Debutta l’innovativo sistema di comando dell’alimentazione, per i propulsori a benzina. MultiAir di Fiat Power Train, fa sparire la valvola a farfalla: ora una centralina comanda direttamente le valvole di aspirazione.

Dopo il Common Rail per i motori diesel, la tecnologia MultiAir rappresenta un significativo passaggio evolutivo nei motori ad accensione comandata. Nei motori tradizionali è presente una valvola a farfalla, che regola il passaggio di combustile verso le valvole di aspirazione. Queste ultime si aprono e chiudono in funzione del profilo della rispettiva camma. La soluzione è pratica, tuttavia genera inefficienza ai bassi-medi regimi.
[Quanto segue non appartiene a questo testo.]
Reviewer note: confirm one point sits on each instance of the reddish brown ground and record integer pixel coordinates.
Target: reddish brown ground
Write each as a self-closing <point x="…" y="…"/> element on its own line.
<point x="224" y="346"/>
Il sistema MultiAir ovvia a questo problema, eliminando la valvola a farfalla e intervenendo direttamente sulle modalità di apertura delle valvole stesse di aspirazione. In particolare è presente un circuito idraulico tra la camma e la valvole, che si apre e chiude in funzione delle istruzioni della centralina. C3^ la centralina dunque che stabilisce quanto, e per quanto tempo aprire le valvole.
Agli alti regimi, ovvero in prossimità della massima potenza, il circuito rimane chiuso e consente alla valvola di aprirsi completamente, secondo il profilo della camma.
In caso di bassi regimi, il circuito si apre in anticipo, facendo chiudere anticipatamente la valvola di aspirazione. Non viene dunque seguito il profilo della camma, ma viene frenata nel suo movimento dalle molle. In questo modo si evitano riflussi di combustile nel collettore, recuperando l’efficienza del propulsore che consuma ed inquina meno.
Ai regimi intermedi, il sistema opera in due modalità. Il circuito si apre durante la fase di aspirazione, consentendo una apertura parziale della valvola, e controllando la massa d’aria in ingresso. Oppure può chiudere il circuito in ritardo, rispetto al tempo di aspirazione, generando una turbolenza ed una velocità superiore dei gas in ingresso. Le due operazioni possono avvenire in contemporanea, attivando l’effetto ‘Mulitlift’.
I tecnici Fiat dichiarano potenze superiori del 10 per cento, con consumi ed emissioni di CO2 ridotti del 10 percento. Le emissioni di particolato vengono invece ridotte del 40 per cento, e il NOx del 60 per cento.

Attualmente il sistema è installato su Alfa Romeo MiTo 1.4, ma si tratta di una prima fase. E’ facilmente prevedibile l’estensione di questa tecnologia ad altri modelli del gruppo, oltre all’anticipato abbinamento con un sofisticato cambio automatico a doppia frizione.